Combat is turn-based once again, bringing players onto fields of battle wherein armies explore, conquer and clash. Win a battle, and you’ll get your share of the loot, which can be used for future skirmishes, a strategically useful idea, seeing as how characters and heroes have limited moves while in battle. Your hero, gets some experience points for some levelling up and stat-boosting, transforming them from a status befitting a weak little prince/princess into a King/Queen of battle as the story progresses.
It takes a lot of thinking, especially towards future actions to prepare your militia properly for whatever might be awaiting them on the other side of the loading screen, but do it right, and you’ll have an army that can take down any threat with genius tactics and abilities.
Your chosen hero at the time, will need some constant love and attention, as he/she is the frontline leader in battle, so save the best loot for your commander, and choose the best stats for them in between battles. Positioning troops correctly, while fighting off the enemy and making full use of hero special abilities makes for some exhilarating gameplay.
Managing resources and troops is key to this, and can take many many hours to shape correctly into a dominating fighting force. Fortunately, this sixth title happens to be particularly lengthy. Towns and fortresses can also be managed and upgraded, allowing for the construction of new units, while also meaning that all resources in the area fall under your control.
With a campaign that can take anywhere up to forty hours to finish, players are in this for the long-run, but it’s a little disappointing towards the end of the game when your army relies more on numbers than actual skill to win a battle.
Some fans have been quite grumpy over the rather intrusive DRM, but that’s unfortunately part of the package with PC gaming lately. Credit must be given however, to the manner in which Ubisoft forces the DRM on players, as the online community portal which players must access in order to game, the “Conflux”, works rather superbly.
Players can create profiles, customize their traits and dynasty of characters, while taking part in some seamless Skype-boosted chats, which works well in multiplayer games. Overall, multiplayer feels solid, but there is some room for improvement in future patches, and only having two preset army configurations to use in a quick match against friends does feel rather too simplified, resulting in some predictable matches.

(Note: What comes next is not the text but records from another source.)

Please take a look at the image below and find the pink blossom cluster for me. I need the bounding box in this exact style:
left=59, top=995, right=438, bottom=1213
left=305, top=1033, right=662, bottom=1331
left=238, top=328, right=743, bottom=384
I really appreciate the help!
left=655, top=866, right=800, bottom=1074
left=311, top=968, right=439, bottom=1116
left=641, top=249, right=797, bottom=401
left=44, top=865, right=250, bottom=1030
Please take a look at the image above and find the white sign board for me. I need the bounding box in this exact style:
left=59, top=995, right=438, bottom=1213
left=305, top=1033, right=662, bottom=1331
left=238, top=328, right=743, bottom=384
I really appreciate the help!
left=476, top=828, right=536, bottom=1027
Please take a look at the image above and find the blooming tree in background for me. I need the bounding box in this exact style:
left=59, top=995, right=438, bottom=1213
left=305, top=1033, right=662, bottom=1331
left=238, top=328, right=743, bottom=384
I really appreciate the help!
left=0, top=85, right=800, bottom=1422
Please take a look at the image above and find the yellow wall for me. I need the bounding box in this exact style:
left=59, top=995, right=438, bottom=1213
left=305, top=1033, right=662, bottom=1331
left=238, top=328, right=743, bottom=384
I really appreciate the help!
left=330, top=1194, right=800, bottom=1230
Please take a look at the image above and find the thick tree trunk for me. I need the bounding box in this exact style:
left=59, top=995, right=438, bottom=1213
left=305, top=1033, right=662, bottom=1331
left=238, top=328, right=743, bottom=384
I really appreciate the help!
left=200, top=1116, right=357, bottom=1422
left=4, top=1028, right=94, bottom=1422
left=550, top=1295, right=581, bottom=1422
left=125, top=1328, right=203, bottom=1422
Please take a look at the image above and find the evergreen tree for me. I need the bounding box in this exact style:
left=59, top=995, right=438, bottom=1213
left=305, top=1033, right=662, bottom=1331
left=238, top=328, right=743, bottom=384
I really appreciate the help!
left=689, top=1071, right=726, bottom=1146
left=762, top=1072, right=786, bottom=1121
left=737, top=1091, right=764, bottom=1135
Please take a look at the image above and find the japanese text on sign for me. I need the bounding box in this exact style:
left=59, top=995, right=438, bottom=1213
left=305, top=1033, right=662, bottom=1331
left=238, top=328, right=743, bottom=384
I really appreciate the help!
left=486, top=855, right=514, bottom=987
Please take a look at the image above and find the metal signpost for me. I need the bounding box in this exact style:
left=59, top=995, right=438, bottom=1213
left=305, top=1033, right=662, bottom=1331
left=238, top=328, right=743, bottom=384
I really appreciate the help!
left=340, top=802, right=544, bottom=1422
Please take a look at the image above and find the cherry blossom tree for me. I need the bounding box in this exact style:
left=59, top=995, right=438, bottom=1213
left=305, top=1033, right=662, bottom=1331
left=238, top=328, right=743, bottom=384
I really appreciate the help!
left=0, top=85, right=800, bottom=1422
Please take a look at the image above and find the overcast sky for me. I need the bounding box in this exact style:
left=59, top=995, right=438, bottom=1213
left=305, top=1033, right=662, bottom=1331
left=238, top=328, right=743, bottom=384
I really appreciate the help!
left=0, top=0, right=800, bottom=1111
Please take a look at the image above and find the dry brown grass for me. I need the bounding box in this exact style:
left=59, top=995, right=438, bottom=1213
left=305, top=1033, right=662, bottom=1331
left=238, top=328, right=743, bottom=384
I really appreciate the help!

The graphical capabilities of the latest Might and Magic game isn’t too stretched, but the characters themselves are nicely detailed, with spells giving off some beautiful effects, while cinematics help tell the tale in a manner that isn’t on the same level as a Blizzard CGI, but isn’t off-putting either.
For all its attempts at streamlining the franchise, MMH6 is still a long and challenging, cerebral title. It’s not going to appeal to people wanting a quick game in a fantasy setting, and requires a lot time and planning to be effective at.
If you’re looking for a title that values brains over brawn, then you’ve come to the right place. Its the tried and trusted Might and Magic gameplay at its core, but with a more streamlined approach to make those long campaigns more intuitive, making for an addictive time-sink, despite some mildly annoying bugs that pop up from time to time.
But it has little else going for it, and the more easily distracted player might be put off by the mountain of exposition and hours-long missions that form the center of this universe.
Design and Presentation: 7/10
Characters look great during a mission,while the voice work is top notch and the booming orchestra faithfully sets out a scene, even if the story is predictable.
There’s not a lot of players who are going to be thrilled by this game. But those players looking for a really in depth title that they can take online, this will fill that particular niche quite well.
Might and Magi Heroes 6 attempts to recreate the magic of the original titles with some new ideas and innovations, but it ultimately gets cold feet over the idea and prefers to stick to tried and trusted ideas.
This may not present much of an appealing atmosphere for gamers who have moved on with the times, but the title puts a lot of heart and effort into the end product, even if it means alienating a larger community of gamers for a more dedicated group, gamers who will appreciate the long campaign and addictive strategy elements that are present.